While previous studies evaluating the safety profiles of these agents have found a reduced incidence of bleeding with LMWHs, overall there is limited evidence to claim superior safety [13, 14]. The reduced bleeding rate associated with LMWHs may also be explained by their reduced affinity for endothelial cells, von Willebrand factor, and platelets. Apart from bleeding, another safety concern is immune-mediated HIT, a prothrombotic adverse drug reaction caused by the development of antibodies to complexes of platelet factor 4 (PF4) and heparin [21]. Of the VTE events reported in this study, none were associated with HIT thrombosis. LMWHs can still cause HIT, however the reduced activation of platelets and release of PF4 with LMWHs translates to a lower incidence of HIT when compared with UFH. Capitalizing on this advantage may be of further value in a patient population that has been described as high risk for the development of HIT [22].

There are several limitations to note. First, the observational retrospective nature of our study is subject to the limitations of ICD-9 and ICD-10 coding that may not have accurately captured all of a patient’s disease states, as well as confounding variables that may have influenced our reported outcomes. Due to the risk of drug accumulation, enoxaparin was avoided in patients with renal failure [10]. Thus, those receiving heparin represent an inherently more critically ill population as patients with acute kidney injury, acute or chronic kidney disease, or renal replacement therapy have been independently associated with worse outcomes [23]. However, following sample matching analysis adjusting for baseline demographics, including renal dysfunction, a significant difference in total ICU and hospital length of stay, as well as mechanical ventilator use, were still noted. Second, due to the low incidence of both VTE and bleeding events, our study cohort is not powered to find a difference between heparin and enoxaparin for our primary outcomes. Third, as patients may have been managed at tertiary hospitals for a VTE-related re-admission, we may not have captured the true rates of this secondary outcome. Lastly, our study excluded patients with concurrent valve surgery, as well as early postoperative bleeding within 48 h of surgery, thus limiting the generalizability of these results.

5 Conclusions

Our results from this single-center, retrospective cohort study in patients who are post-CABG found no difference in the rates of VTE or bleeding events between heparin or enoxaparin.

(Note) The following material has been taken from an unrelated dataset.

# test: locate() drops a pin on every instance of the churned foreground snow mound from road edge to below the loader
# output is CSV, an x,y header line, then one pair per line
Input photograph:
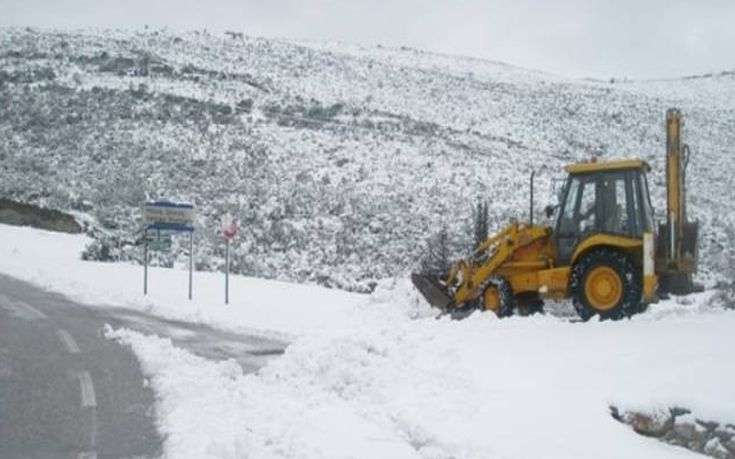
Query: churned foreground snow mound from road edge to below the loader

Significant differences in several secondary outcomes, including ICU and total hospital length of stay, were noted to be in support of enoxaparin, suggesting enoxaparin may be a preferred agent in this patient population. These results are limited by the retrospective nature of this study, as well as the exclusion criteria, which restricts the generalizability of our findings. We also describe rates of bleeding less than those previously published, suggesting that VTE prophylaxis utilization immediately post-surgery may not increase bleeding rates. These findings contribute to the scarce body of evidence to better assist providers in assessing the risk of early implementation of VTE prophylaxis. Our results have implication for current practice and warrant future research investigating a preferred agent in this postoperative cardiac population.